To be clear: I believe radio will not succeed until iHeart, Cumulus and Entercom are gone, and rules are in place to prevent others from growing so large as to create the essential-monopoly powers that the big-three enjoy … the powers that dragged down everyone, not just themselves.

But that’s not what this week’s column is about. This week is my take on what stations can do to make radio more viable. And I truly think that any station can do these things. The focus this week: positives!

So what does radio need to do? Job one is to promote itself. For an advertising-based and promotions-based industry, it amazes me that radio stations do such a lousy job promoting themselves. Sure, most have websites, but unless you’re already a listener, a website is meaningless. So what to do?

• Get out in to the community. Send a station van or reps to events all over the city. Visit colleges and high schools. Special events. Host events if needed. Tie in with hip local businesses. Independent coffee shops. Sponsor a high school play or athletic event. Make a presence at First Thursday San Pedro. Let people know who you are and what you do. Let your reps and DJs mingle with the public. It’s cheap, and a guaranteed way to increase your station’s presence.

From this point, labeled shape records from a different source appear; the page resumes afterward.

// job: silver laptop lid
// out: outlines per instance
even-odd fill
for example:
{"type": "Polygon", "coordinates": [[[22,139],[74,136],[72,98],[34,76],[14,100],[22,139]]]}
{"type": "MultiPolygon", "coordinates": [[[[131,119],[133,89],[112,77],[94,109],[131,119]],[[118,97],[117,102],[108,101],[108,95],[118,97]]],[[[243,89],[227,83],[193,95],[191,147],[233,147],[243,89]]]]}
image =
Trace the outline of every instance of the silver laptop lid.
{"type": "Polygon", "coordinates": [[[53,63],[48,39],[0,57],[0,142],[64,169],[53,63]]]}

• The average person doesn’t win big prizes, and such contests don’t necessarily lead to increased listenership. But while you’re out in the community, pass out something special with your station logo on it. I still use the Mark and Brian toothpaste tube pusher I got years ago advertising KLOS (95.5 FM) to this day … if your station appeals to a college-age crowd, pass out simple things students can use, all with your logo on them… bookmarks, phone chargers, stickers for their laptop computers. Think outside the box – real estate agents know how to do this.

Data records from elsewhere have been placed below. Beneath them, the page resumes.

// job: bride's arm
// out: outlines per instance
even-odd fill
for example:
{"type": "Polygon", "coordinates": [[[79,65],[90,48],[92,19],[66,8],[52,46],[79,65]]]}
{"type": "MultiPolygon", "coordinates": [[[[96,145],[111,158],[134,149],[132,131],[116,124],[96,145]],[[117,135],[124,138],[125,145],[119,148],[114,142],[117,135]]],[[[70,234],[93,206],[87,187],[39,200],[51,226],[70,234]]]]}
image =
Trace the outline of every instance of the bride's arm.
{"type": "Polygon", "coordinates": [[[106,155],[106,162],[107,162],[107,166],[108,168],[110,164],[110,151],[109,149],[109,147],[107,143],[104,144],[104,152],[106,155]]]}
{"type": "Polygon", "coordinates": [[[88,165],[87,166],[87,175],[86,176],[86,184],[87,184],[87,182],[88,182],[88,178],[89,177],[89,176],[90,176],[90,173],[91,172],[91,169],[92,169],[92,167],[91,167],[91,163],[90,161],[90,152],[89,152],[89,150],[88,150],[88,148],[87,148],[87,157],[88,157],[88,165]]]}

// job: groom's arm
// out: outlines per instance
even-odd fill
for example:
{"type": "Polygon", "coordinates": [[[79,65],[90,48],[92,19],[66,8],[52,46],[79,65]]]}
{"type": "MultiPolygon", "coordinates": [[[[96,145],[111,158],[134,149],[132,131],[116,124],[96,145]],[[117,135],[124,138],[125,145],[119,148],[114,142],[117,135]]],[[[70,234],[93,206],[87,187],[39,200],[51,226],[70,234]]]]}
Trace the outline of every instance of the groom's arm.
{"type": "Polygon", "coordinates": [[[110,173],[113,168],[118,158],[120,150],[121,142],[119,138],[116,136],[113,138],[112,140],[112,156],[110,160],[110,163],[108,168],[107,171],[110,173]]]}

• If you have the budget – advertise. Movie theater preview times, bus benches, Facebook, Instagram, newspapers, cable TV. Make the ads quick and hip, something that attracts attention.

• Want to get the audience that has left radio for online services? Why are you just letting them go? Visit high schools and colleges to get your name out, but don’t stop there. Ask students what they listen to. Get ideas for new music and new programming. Find out the music and bands that they are listening to on Spotify, Apple Music, SoundCloud … why aren’t you playing them? Why do listeners need to go go on line to hear new music? Shouldn’t your station be the place to hear the latest?

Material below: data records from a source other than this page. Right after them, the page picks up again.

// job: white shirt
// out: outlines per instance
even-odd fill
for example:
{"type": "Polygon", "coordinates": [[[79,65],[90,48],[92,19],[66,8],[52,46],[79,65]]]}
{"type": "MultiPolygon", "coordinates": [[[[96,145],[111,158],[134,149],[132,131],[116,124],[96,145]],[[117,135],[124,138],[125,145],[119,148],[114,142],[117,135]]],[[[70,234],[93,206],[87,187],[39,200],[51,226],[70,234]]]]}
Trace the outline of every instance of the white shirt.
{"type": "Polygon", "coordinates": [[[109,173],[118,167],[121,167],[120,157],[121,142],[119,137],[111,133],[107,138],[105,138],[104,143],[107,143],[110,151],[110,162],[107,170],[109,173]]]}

• Instead of having someone running the board playing nothing hut music all night or on weekends, hire a college kid or even a high school kid or two or three to do it. You don’t think they’ll get their friends to listen? You’re crazy.

• Embrace advertising. Stop telling your own listeners to tune out when an advertisement comes on. All music mornings? Dump them. They cheapen your station, doing exactly opposite of what you want. Make sure your ads are entertaining, minimize advertisements per hour (no more than eight minutes)and per break (no more than two), and you’ll go a long way toward pushing ad rates to the area they should be. The only reason ad rates plummeted was greed, playing up to 20 units or more per hour and as many as 10-15 in a break … who would listen through that? Advertisers realized you didn’t care, so they stopped paying the higher rates.

• Constantly evolve. KRTH (101.1 FM) has remained relevant playing oldies precisely because they don’t play the same oldies they played in 1972. Or 1978. Or 2018. I hate too mention them because they ARE an Entercom station,  but they are programmed superbly and have remained a top-rated station for years. And it’s a reminder that I detest the parent companies, not the individual stations… 

• You can’t afford big name talent? Train your up and coming talent and then let them run wild within the constraints of the format you run. How many times has a station earned its best ratings just before a format change? That’s due to restraints being dropped. Time to let that happen before you have to change.

Basically, don’t live in the past, but use what worked in the past to guide you to what will work today. Radio has the potential to be vibrant and relevant to everyone, including those who have never even hit an AM or FM button. It’s free, it’s easy, and it’s everywhere. Stop pushing listeners away. Make it exciting, and different. Spotify is boring … your station should be better.

There’s. more, but I’m out of space. Hopefully this will open a dialog… What are your thoughts?